His plan would encourage more efficient use of energy, and also lead to a transition toward cleaner sources of power. Obama noted that wind and solar energy supplies doubled during his first term in office.
"The plan I'm announcing today will help us double again our energy from wind and sun," he said. That includes opening up more federal lands so private companies can build wind farms and solar plants there.
A second major element of the plan calls for actions to help the nation cope with weather-related changes that are already taking place. That means preparing farmers to cope better with droughts, and to help local governments be better prepared for weather disasters.
"What we've learned from Hurricane Sandy and other disasters is that we've got to build smarter, more resilient infrastructure that can protect our homes and businesses and withstand more powerful storms," he said.
The final element of the plan is to step up international efforts, including a new a climate treaty. Scientists project that carbon dioxide will continue to build up in the atmosphere even as the United States and Europe constrain their emissions. That's because China and India are rapidly pulling hundreds of millions of people out of poverty, and they're burning a lot of fossil fuels in the process.
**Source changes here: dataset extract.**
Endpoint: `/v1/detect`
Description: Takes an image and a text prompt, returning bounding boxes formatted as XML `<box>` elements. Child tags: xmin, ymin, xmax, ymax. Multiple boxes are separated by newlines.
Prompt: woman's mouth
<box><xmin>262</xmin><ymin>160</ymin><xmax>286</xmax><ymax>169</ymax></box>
Obama anticipated resistance to his ideas. In fact all the particulars of his program can be implemented without involving Congress. That's because many Republicans in Congress don't even acknowledge climate change as a serious issue. But Obama said he also would also welcome measures from Capitol Hill if attitudes there were to shift back to the days when the concern about climate change was truly a bipartisan issue.
"Nobody has a monopoly on what is a very hard problem," Obama said. "But I don't have much patience for anyone who denies that this challenge is real. We don't have time for a meeting of the Flat Earth Society."
Obama also made passing reference to the Keystone XL Pipeline, saying the pipeline from Canada to Texas would only be approved if it does not significantly exacerbate the problem of carbon pollution.
The most controversial element of Obama's new policy is the new set of rules that would limit carbon dioxide emissions from power plants.
The Obama plan simply directs the EPA to come up with those emission rules, but doesn't specify what they should be.
Scott Segal, a lawyer at Bracewell & Guiliani, a firm that represents power companies, says that with any policy, "the devil is in the details."
Make the rules too lenient and you don't restrict carbon emissions; make them too onerous, Segal says, and manufacturers might move overseas in search of cheaper power. And if they do that, he says, "the irony is the carbon footprint of the American economy gets worse, not better."
The president anticipated such criticism. It's the same argument industry has made about every clean-air rule, Obama noted, and it has never come to pass.
Frances Beinecke, president of the Natural Resources Defense Council, also sees the control of power plant emissions as the most important element of the president's plan.
"I think it's a major step forward," Beinecke says. She anticipates a fight to make those standards tough enough to make a dent in carbon pollution, but says that's familiar territory for environmental groups like hers.
"Our job is making sure [the standards are] as strong as possible," she says.
A draft of the new regulation is supposed to be ready in a year, and the White House hopes to see a final rule in 2015.